Kazanmak istediğim bölümdür, hayalimdeki meslek değildir ( Bunun sebebi hayalimde bir meslek olmaması) ama okumak istediğim bölümdür. Uykusuzluk, kahve ve sigara üçlüsü; bunlara ek olarak klasik müzik ve çizim bana oldukça asil geliyor. Üstelik mazoşist olduğumu düşünmekteyim bunca yorumdan sonra. Sanırım hayvan gibi bir puan yapıp girmem gereken bölüm bu. Özendim.
"bizim evin balkonunu odaya katacağız, bir bakıversen" lafını duyacağınız bölüm.

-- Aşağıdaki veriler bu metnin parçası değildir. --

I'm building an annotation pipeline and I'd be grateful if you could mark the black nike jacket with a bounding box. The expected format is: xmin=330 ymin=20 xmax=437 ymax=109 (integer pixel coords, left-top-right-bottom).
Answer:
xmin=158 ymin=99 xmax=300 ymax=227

Bizim patlamış ampulü değiştirmek için okuduğumuzu sananlar var ülkede. Haberiniz olsun. Mezun olunca öyle oo mimar oldun deyip seni el üstünde tutmayacaklar.
bu ülkede yasaklanması gereken mesleklerin belki de en başında gelen meslek. o kadar ki bir müşteriniz sizden tasarlamanızı istediği bina için "rica ederim kolonu az olsun" diyebilir. sanki sizin işiniz yapı tasarlamak değil de yarım ekmek köfte yapmak. sanki size söylemek istediği " gurban, gözünü sevem soğanı az olsun" gibi bir şey. bu kafa yapısına sahip o kadar çok insan var ki bu ülkede. estetik kaygıyı bırakın bir kenara, yapının sağlamlığından bile kar amacı güden müşterilerle dolu bu memleket. önüne gelenin inşaat şirketi açtığı bu memlekette elbette bu tür trajikomik durumlar ortaya çıkacaktır. ayrıca önüne gelenin mimarlık tasladığı, işinize karıştığı da gün gibi aşikardır. sırf o yüzden bile bu ülkedeki bir çok mimar, sırf bu durumlar yüzünden müşterisinin kafasını patlatmak için bürosunda bir adet pompalı tüfek bulundurur. hem de ruhsatlı. yoksa gerçekten çekilmez bu ülkede bu meslek.
*bu bölümde okuyanlar bir süre sonra evlerinin yolunu unuturlar çünkü sabahlara kadar okulda kalıp projelerini bitirmeye çalışırlar.
*gecelerce uğraştıkları bir proje bir derste hoca tarafından üstüne çizik atılarak yerin dibine atılabilir yada sınav esnasında gezinen hoca ilk beğendiği çizime 100 verip başka hiçbir projeye yüksek not vermeyebilir.
*okuyanlar kadar hocalarının da ilginç olduğu bir bölüm olarak bilinir.